Setibanya di bawah tangga pesawat, Prabowo langsung mendapat penghormatan pasukan jajar kehormatan. Kehadirannya dikawal ketat dan diiringi menuju kendaraan resmi yang disiapkan pihak tuan rumah.
Uniknya, Presiden Prabowo menumpangi Limousine Cadillac panjang milik keluarga Kerajaan Belanda kendaraan khusus yang hanya dipakai untuk acara kenegaraan tingkat tinggi.
Agenda utama Presiden adalah pertemuan resmi dengan Raja Willem-Alexander di Istana Huis ten Bosch.
Badan Pembinaan Media dan Informasi (BPMI) Setpres menyebutkan bahwa kunjungan ini menjadi momentum penting dalam memperkuat hubungan bilateral, terutama di bidang strategis.
“Presiden menekankan bahwa Indonesia dan Belanda memiliki sejarah panjang, sehingga kerja sama di bidang perdagangan, pertahanan, hingga teknologi ramah lingkungan harus semakin diperkuat,” ungkap pernyataan resmi BPMI.

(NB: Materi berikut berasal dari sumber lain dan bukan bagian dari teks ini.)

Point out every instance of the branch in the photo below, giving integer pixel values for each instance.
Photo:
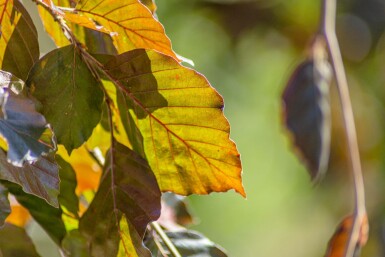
(327, 29)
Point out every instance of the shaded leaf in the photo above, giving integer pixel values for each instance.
(19, 48)
(67, 196)
(128, 189)
(75, 245)
(47, 216)
(338, 243)
(189, 243)
(180, 118)
(26, 131)
(133, 24)
(40, 178)
(70, 94)
(5, 208)
(15, 242)
(307, 113)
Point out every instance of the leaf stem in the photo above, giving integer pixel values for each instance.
(327, 29)
(165, 239)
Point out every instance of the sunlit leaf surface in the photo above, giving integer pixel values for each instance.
(15, 242)
(178, 117)
(133, 24)
(19, 48)
(128, 190)
(70, 94)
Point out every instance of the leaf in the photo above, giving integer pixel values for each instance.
(70, 94)
(15, 242)
(25, 130)
(189, 243)
(337, 244)
(19, 48)
(19, 215)
(175, 211)
(67, 196)
(5, 207)
(180, 118)
(40, 178)
(307, 113)
(75, 245)
(128, 189)
(150, 4)
(47, 216)
(133, 24)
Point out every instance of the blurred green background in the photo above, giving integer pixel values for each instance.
(247, 50)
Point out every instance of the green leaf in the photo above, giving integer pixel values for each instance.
(70, 94)
(47, 216)
(75, 245)
(40, 178)
(25, 130)
(19, 48)
(67, 196)
(15, 242)
(180, 118)
(189, 243)
(307, 113)
(5, 208)
(128, 189)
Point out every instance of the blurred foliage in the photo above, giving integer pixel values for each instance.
(247, 50)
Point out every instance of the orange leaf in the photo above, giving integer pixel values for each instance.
(337, 244)
(19, 215)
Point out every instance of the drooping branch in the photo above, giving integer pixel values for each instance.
(327, 29)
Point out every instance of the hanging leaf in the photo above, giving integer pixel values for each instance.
(180, 119)
(338, 243)
(128, 189)
(25, 130)
(133, 24)
(150, 4)
(5, 207)
(67, 196)
(15, 242)
(189, 243)
(70, 94)
(307, 113)
(48, 217)
(19, 48)
(175, 212)
(19, 215)
(40, 178)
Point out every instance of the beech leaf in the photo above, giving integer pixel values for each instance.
(48, 217)
(127, 200)
(307, 114)
(26, 131)
(70, 94)
(180, 118)
(5, 208)
(40, 178)
(19, 48)
(189, 243)
(133, 24)
(338, 243)
(15, 242)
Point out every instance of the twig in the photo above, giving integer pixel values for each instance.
(165, 239)
(327, 29)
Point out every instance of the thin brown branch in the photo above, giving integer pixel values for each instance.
(327, 29)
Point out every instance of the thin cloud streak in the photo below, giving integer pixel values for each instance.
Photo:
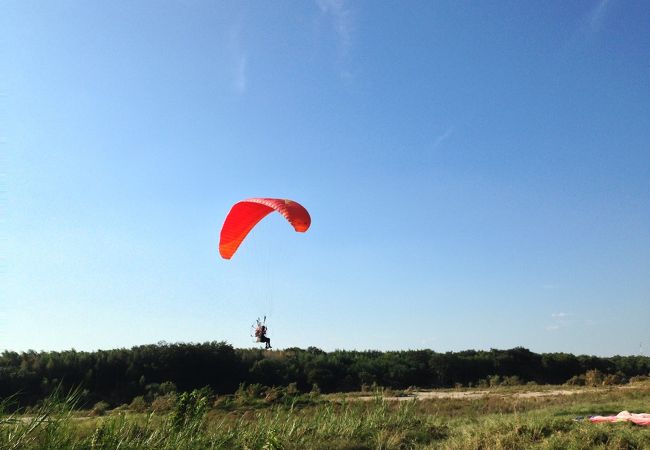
(239, 60)
(596, 16)
(342, 21)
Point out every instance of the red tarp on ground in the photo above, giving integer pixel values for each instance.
(624, 416)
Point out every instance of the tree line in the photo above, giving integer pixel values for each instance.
(117, 376)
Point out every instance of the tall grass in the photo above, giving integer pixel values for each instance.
(493, 422)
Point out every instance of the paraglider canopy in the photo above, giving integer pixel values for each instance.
(244, 215)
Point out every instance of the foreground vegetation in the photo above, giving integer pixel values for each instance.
(118, 376)
(273, 418)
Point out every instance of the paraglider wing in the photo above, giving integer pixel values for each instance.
(244, 215)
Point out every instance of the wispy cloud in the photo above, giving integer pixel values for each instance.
(596, 16)
(341, 17)
(559, 320)
(560, 315)
(239, 70)
(442, 138)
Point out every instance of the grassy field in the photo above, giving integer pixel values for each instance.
(502, 418)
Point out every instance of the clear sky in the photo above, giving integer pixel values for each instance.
(478, 173)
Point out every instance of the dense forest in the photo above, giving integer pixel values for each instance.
(118, 376)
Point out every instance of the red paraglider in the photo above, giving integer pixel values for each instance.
(243, 217)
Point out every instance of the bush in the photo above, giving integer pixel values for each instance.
(138, 404)
(594, 378)
(576, 380)
(639, 379)
(100, 408)
(164, 403)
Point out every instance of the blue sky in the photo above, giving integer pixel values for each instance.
(477, 173)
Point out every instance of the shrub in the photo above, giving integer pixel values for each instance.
(100, 408)
(164, 403)
(594, 377)
(138, 404)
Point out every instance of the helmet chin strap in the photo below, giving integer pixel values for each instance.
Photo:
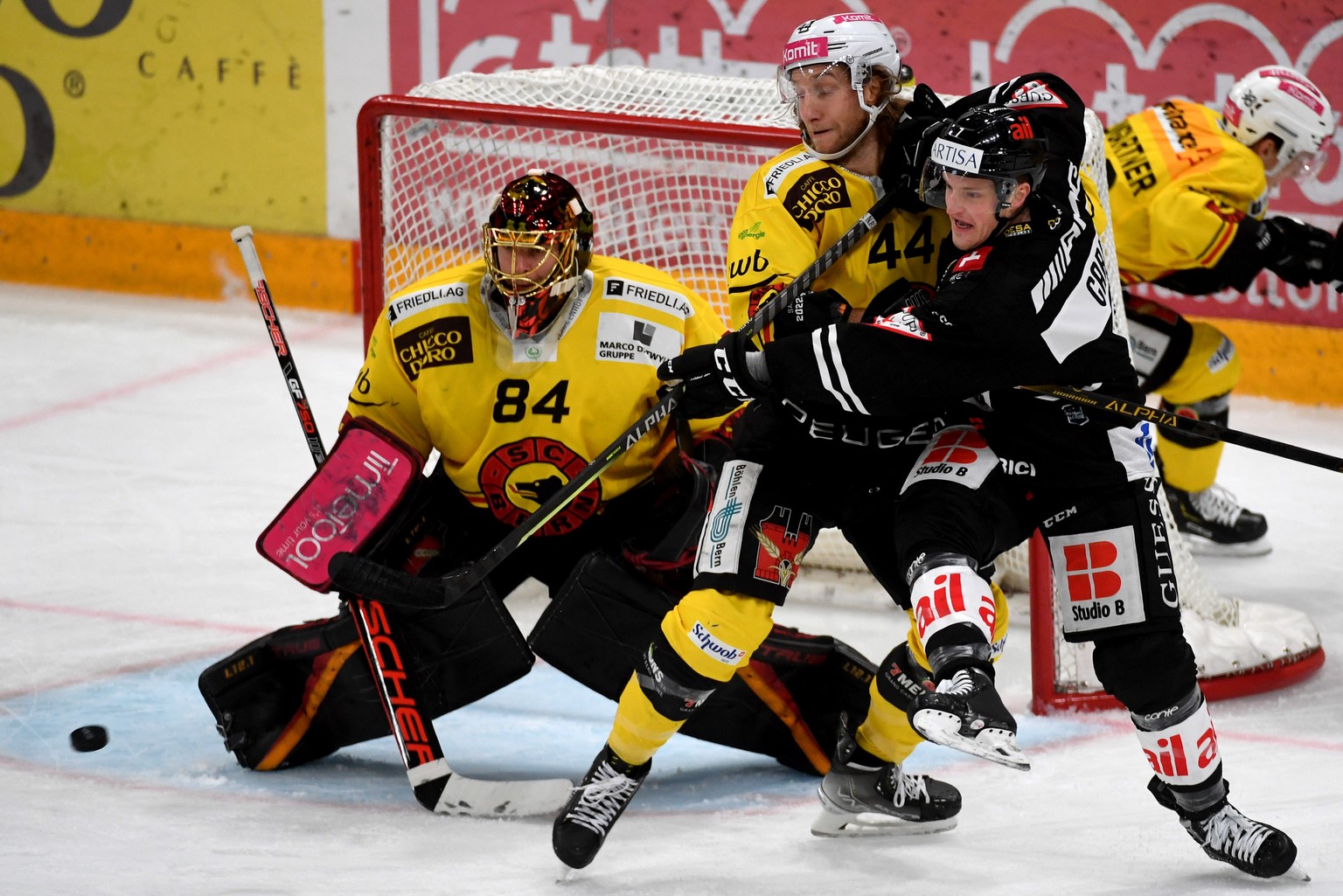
(832, 156)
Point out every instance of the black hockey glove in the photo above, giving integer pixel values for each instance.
(901, 164)
(1299, 253)
(809, 312)
(716, 378)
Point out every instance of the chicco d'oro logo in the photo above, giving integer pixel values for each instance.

Kunjungan ini juga diyakini membuka peluang baru kerja sama investasi dan peningkatan kapasitas sumber daya manusia.
Belanda, yang dikenal sebagai salah satu mitra utama Indonesia di Eropa, diharapkan menjadi pintu gerbang bagi produk dan inovasi Indonesia untuk masuk ke pasar Uni Eropa.
Selain itu, isu keberlanjutan lingkungan dan transisi energi juga masuk dalam daftar pembahasan, sejalan dengan agenda pembangunan Indonesia ke depan.
Dengan sambutan hangat di Amsterdam, kunjungan Presiden Prabowo diharapkan membawa dampak positif jangka panjang.
Selain mempererat hubungan diplomatik, misi ini menjadi sinyal kuat bahwa Indonesia siap menjadi mitra strategis Belanda di kawasan Asia.
Agenda Presiden di Eropa akan berlanjut dengan pertemuan sejumlah pemimpin negara dan kalangan bisnis, yang diyakini dapat memperluas cakrawala kerja sama lintas sektor.